Sony is adding 1,500 positions to its work force in Tijuana, hailing it as a hopeful sign of the sector’s recovery. Sony’s decision to expand in Tijuana follows the company’s announcement last month that it is shutting down an LCD television manufacturing plant in Mexicali, one of five Sony factories being shuttered worldwide. State officials say they are nonetheless encouraged by the company’s decision, which represents a $10 million investment for Tijuana, and the expansion of the company’s work force to 5,000 employees from 3,500 before the end of the year.
Alfonso Alvarez Juan, Baja California’s subsecretary for economic development, said Wednesday that the investments are signs of recovery in the city’s maquiladora sector, which has struggled with a drop in U.S. demand for cars, televisions and other consumer products. Sony officials have told Mexican media that the 500 remaining workers at the Mexicali plant, which had more than 2,300 employees in 2007, will be gradually laid off through September.
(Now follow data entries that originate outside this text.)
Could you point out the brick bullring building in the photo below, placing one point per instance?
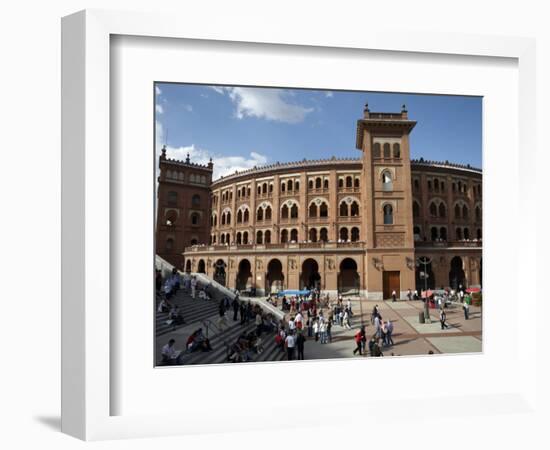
(366, 225)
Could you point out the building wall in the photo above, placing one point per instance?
(339, 214)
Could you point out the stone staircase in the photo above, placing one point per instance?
(192, 310)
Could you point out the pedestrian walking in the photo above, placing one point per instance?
(290, 343)
(443, 319)
(466, 308)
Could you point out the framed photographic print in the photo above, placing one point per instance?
(267, 211)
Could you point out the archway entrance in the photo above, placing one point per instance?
(310, 277)
(219, 272)
(244, 275)
(274, 278)
(424, 274)
(348, 278)
(457, 276)
(202, 267)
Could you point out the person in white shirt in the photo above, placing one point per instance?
(290, 343)
(170, 355)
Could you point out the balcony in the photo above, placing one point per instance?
(292, 246)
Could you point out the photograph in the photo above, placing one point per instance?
(310, 224)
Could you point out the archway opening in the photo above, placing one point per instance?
(202, 266)
(219, 272)
(424, 275)
(457, 277)
(310, 277)
(348, 278)
(275, 278)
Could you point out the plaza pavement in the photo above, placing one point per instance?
(410, 337)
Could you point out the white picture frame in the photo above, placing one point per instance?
(88, 386)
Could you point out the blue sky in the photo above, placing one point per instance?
(240, 127)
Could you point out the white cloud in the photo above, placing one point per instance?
(269, 104)
(223, 165)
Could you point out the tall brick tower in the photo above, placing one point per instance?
(387, 199)
(183, 207)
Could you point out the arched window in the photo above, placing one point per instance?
(284, 236)
(457, 212)
(344, 234)
(354, 209)
(387, 182)
(442, 210)
(313, 234)
(376, 150)
(284, 212)
(169, 246)
(396, 150)
(387, 150)
(343, 209)
(416, 209)
(388, 214)
(172, 198)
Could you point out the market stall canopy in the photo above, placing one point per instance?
(293, 292)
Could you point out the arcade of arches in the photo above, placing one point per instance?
(342, 273)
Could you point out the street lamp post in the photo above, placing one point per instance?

Due to Tijuana’s proximity to Southern California and the US border and its large, skilled, diverse and relatively inexpensive workforce it is an attractive city for foreign companies to establish extensive industrial parks composed of assembly plants that are called maquiladoras, even more so than other cities in the US-Mexican border zone, taking advantage of the North American Free Trade Agreement (NAFTA) to export products.